Product of 9 consecutive numbers cannot be partitioned into two sets with equal product. Where is my flaw in the proof?

Question

I have the following problem:

Show that 9 consecutive integers cannot be partitioned into two sets such that the products of the first and second set are equal.

I know this question has been asked multiple times. Nearly all of the answers argue with prime factorization and I was just wondering where the flaw in my argumentation is:

Suppose such a partition exists. Then the product of the 9 consecutive integers needs to be a perfect square $n^2$. The product can also be represented as $k(k+1)\dots{}(k+8)$ which when multiplied out yields a polynomial of the form $$ k^9 + \text{polynomial of degree} \leq 8. $$ In order for this to be a perfect square, we would need to be able to represent the polynomial in the form $(\dots{})^2$. Since the degree of the polynomial is odd, we cannot do this and hence such a partition does not exist.
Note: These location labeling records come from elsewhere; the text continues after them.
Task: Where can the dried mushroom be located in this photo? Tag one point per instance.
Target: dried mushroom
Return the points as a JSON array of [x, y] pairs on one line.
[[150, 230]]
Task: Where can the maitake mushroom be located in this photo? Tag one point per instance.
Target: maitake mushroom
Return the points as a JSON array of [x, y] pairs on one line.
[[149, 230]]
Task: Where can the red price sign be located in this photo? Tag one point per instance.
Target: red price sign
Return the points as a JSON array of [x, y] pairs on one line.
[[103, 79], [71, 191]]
Edit: I know that there is a theorem (Erdos-Selfridge) that states the product of consecutive integers can never be a perfect power $x^l$. However, I was wondering if my argument about the even/odd property for this special case holds.

Answer 1

Consider two distinct questions about polynomials:

1. Can a polynomial of odd degree be a square of another polynomial?
2. Can a polynomial of odd degree take a value which is a square?
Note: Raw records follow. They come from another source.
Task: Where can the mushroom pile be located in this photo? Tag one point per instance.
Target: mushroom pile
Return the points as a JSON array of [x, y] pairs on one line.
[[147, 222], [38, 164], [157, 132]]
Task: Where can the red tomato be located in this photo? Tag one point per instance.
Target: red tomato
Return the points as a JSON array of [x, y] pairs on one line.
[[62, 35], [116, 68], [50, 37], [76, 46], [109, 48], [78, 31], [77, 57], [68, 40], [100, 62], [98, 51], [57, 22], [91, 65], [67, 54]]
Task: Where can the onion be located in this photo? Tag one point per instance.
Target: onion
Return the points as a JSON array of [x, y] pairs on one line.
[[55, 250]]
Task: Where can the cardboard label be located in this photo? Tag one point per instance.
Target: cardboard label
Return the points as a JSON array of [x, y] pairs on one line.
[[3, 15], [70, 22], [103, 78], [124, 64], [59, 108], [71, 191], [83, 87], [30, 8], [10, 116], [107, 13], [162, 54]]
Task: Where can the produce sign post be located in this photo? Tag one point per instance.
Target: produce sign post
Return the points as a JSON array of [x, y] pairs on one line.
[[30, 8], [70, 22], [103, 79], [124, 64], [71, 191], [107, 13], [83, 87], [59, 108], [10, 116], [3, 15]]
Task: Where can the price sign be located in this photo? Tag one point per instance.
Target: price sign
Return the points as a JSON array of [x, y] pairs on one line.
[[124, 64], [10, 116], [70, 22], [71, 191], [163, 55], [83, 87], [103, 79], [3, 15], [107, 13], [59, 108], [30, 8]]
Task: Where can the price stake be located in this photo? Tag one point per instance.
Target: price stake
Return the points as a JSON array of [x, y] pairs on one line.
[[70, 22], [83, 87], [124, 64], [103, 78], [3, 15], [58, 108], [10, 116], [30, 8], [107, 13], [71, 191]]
Your attempted proof depends on a negative answer to (2), but in fact (2) is true, for example $k^9+k^4+1$ is of odd degree, but when $k=2$ takes the value $529=23^2$.

Answer 2

Instead of proving, more specific to the initial question why your approach does not hold. You write $$ k(k+1)…(k+8) $$ and then state that $k^9+\text{polynomial of degree}≤8$ cannot be a square because the degree is odd. But, you might also write $$ k(k+1)…(k+7)(k+i) $$ which is a polynomial with the same odd degree but you will certainly be able to find an $i$ for which the product is a square (i.e. $k(k+1)…(k+7)=(k+i)$). Not sequentially integers, but the claim was about the degree of the polynomial.

Even for a polynomial with odd degree one: $k+1$ will have many solutions so $k+1$ is a square.